The Christmas Retrospective takes place in 5 stages:
Step 1: Individual reflection
After the facilitator has presented the rules of the workshop, for 3 to 5 minutes, the participants are invited, each on their own, to write their ideas on sticky notes and place them on the canvas. It is essential to remind participants that there should only be one idea per sticky and that it should be written concisely.
Step 2: Presentation of the ideas
As part of a round table, each participant is invited to read their stickies and, if necessary, to explain the idea indicated to the other participants.
Step 3: Reorganization and selection of the ideas
The stickies should be grouped by theme or idea in each column to identify the possible emerging trends.
Then, the facilitator asks the team to select the theme or idea they want to explore first.

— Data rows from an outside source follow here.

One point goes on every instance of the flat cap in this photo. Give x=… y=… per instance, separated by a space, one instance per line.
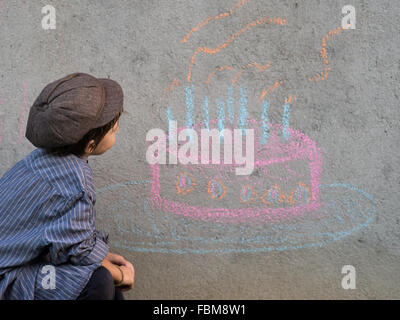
x=70 y=107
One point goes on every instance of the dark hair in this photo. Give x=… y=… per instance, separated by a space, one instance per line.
x=96 y=134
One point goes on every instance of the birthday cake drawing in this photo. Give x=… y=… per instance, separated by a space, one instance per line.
x=201 y=189
x=208 y=208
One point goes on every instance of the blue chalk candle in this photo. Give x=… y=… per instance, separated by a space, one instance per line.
x=206 y=115
x=189 y=106
x=285 y=122
x=230 y=106
x=243 y=109
x=264 y=122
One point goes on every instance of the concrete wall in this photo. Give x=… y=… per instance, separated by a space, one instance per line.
x=350 y=112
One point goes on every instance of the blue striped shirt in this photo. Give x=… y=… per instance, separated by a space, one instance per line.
x=47 y=217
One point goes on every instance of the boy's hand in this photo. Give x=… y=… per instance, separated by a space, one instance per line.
x=119 y=260
x=127 y=269
x=129 y=278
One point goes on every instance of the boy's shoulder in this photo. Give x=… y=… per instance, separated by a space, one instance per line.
x=68 y=175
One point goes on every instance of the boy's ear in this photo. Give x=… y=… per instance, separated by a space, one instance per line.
x=90 y=146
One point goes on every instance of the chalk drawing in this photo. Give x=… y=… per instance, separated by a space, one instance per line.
x=202 y=209
x=346 y=210
x=1 y=130
x=208 y=20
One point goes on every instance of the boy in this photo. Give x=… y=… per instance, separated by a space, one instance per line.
x=47 y=214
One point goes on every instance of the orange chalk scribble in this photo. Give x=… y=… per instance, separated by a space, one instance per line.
x=206 y=21
x=208 y=50
x=323 y=75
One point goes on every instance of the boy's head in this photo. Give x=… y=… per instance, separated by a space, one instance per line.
x=77 y=114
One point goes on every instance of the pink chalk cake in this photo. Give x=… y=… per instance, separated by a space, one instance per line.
x=284 y=183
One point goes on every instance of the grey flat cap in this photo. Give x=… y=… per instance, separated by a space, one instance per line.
x=70 y=107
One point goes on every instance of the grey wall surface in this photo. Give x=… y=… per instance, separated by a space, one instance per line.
x=352 y=115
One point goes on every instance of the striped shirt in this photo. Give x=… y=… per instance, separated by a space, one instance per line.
x=47 y=217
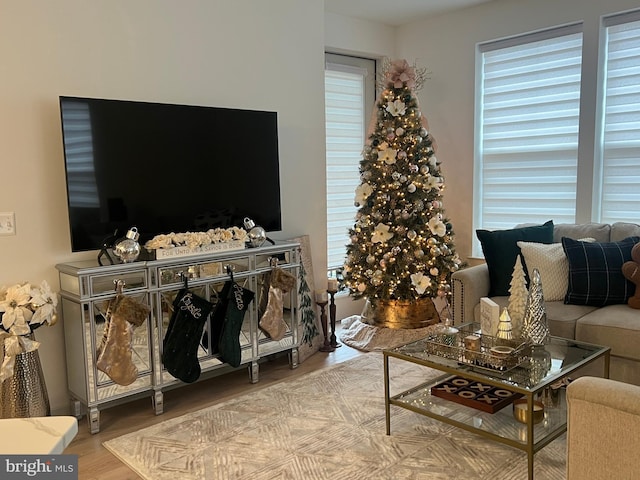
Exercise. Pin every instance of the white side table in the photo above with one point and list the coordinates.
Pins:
(36, 435)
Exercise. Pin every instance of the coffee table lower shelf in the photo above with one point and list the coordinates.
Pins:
(500, 426)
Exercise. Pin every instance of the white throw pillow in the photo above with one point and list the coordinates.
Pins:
(552, 263)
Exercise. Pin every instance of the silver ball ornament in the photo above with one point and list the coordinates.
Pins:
(128, 248)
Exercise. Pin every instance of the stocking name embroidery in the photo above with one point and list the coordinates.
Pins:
(188, 305)
(237, 294)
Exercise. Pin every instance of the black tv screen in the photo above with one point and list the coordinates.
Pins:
(166, 168)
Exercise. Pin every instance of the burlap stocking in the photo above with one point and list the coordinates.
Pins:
(114, 352)
(271, 321)
(229, 345)
(181, 342)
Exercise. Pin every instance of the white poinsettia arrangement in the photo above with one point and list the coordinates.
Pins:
(196, 239)
(23, 308)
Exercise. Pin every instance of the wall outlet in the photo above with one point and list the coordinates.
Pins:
(7, 223)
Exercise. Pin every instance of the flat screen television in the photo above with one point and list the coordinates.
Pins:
(166, 168)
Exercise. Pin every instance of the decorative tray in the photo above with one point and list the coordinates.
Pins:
(469, 346)
(474, 394)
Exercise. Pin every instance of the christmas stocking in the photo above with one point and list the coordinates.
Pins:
(114, 352)
(229, 345)
(271, 321)
(181, 342)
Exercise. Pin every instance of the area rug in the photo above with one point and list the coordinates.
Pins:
(328, 424)
(369, 338)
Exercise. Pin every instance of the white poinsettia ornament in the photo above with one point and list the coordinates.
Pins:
(22, 310)
(396, 107)
(420, 281)
(381, 234)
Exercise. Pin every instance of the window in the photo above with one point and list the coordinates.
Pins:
(619, 171)
(528, 117)
(537, 148)
(349, 99)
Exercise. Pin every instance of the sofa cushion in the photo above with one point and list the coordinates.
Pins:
(616, 326)
(552, 264)
(600, 231)
(500, 250)
(622, 230)
(595, 272)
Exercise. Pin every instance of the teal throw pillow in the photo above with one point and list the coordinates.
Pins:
(500, 248)
(595, 272)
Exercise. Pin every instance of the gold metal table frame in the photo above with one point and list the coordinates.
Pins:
(566, 357)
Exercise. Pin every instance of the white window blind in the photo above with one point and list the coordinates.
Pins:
(78, 140)
(620, 172)
(527, 129)
(346, 95)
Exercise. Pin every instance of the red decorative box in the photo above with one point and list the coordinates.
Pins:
(474, 394)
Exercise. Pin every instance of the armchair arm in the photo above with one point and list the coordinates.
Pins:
(469, 285)
(603, 429)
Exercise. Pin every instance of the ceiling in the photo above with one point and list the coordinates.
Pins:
(395, 12)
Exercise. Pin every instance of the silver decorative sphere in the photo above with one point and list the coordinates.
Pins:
(128, 248)
(256, 234)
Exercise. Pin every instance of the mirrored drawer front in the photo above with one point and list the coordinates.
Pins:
(174, 275)
(106, 284)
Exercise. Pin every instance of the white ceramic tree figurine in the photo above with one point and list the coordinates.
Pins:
(518, 297)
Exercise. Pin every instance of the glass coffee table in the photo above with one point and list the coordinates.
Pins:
(527, 379)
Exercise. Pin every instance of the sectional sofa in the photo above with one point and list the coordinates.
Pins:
(582, 288)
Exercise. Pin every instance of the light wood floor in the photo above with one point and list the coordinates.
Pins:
(96, 462)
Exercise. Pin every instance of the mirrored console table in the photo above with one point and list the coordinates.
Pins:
(86, 289)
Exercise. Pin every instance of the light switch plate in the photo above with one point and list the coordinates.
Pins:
(7, 223)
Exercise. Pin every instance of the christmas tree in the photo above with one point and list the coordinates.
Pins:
(401, 242)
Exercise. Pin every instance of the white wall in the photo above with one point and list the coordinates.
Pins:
(446, 46)
(242, 54)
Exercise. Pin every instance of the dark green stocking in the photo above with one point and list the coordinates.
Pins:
(238, 303)
(181, 342)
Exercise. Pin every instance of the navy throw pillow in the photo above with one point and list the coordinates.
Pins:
(595, 272)
(500, 248)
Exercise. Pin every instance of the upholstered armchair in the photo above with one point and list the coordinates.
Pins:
(603, 429)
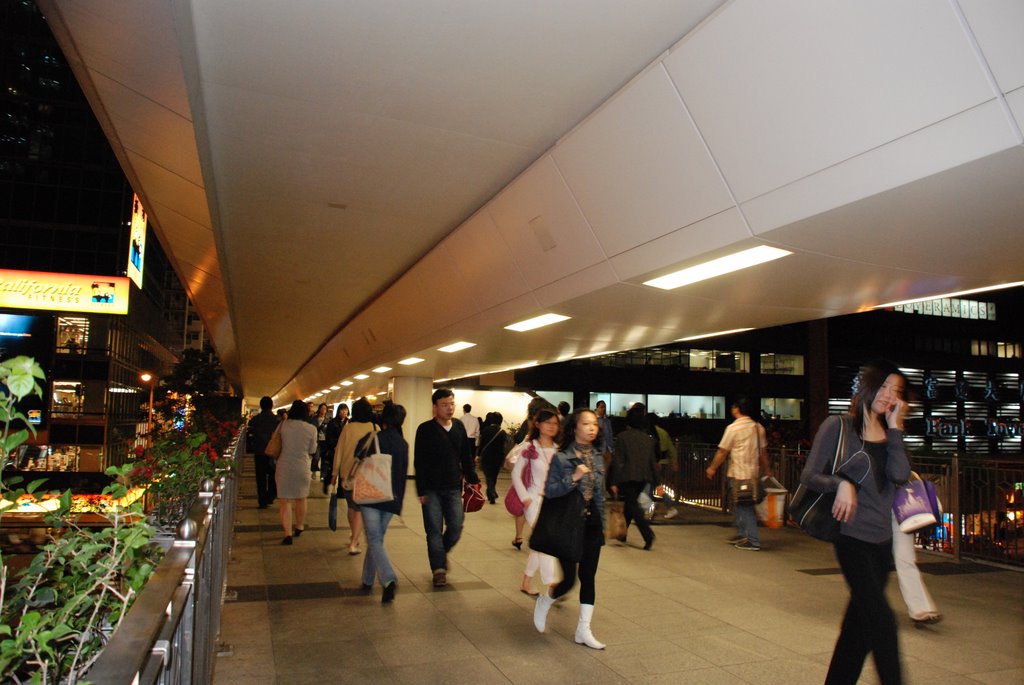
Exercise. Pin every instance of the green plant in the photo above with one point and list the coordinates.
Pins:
(73, 594)
(173, 467)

To do this, you can use voting, for example, by granting 1 to 3 votes per person to be distributed among the different topics. The theme or idea with the most votes will be considered a priority.
Step 4: Proposal for improvement actions
Respecting an interval of 5 to 10 minutes, punctuated by a timer, participants are invited to discuss the first topic selected. The objective of the discussion is to define a concrete action that can be taken to improve the team organization, anchor a good practice, or solve an existing problem.
The defined action(s) should be achievable within a short time horizon, for example, "submit a support ticket regarding Max's access issues" or "create a recurring event in our calendar for our backlog refinement ceremony."
Once the timer has expired, the team decides whether they want to take the time to discuss the same subject again or deal with the next one.
The discussion lasts until there are approximately 15 minutes left in the time allotted for the workshop, or there is no more subject to be treated.
Step 5: Selection of improvement actions
Finally, the ideas for concrete actions defined previously are reviewed to select only between one and four. Focusing on the most impactful or urgent ideas to initiate change is best.
To foster accountability and team ownership, the team must take responsibility for carrying out initiatives themselves. For example, if a decision has been made to "create a support ticket," a team member must volunteer to create the ticket, track its completion, and update the team on its successful completion.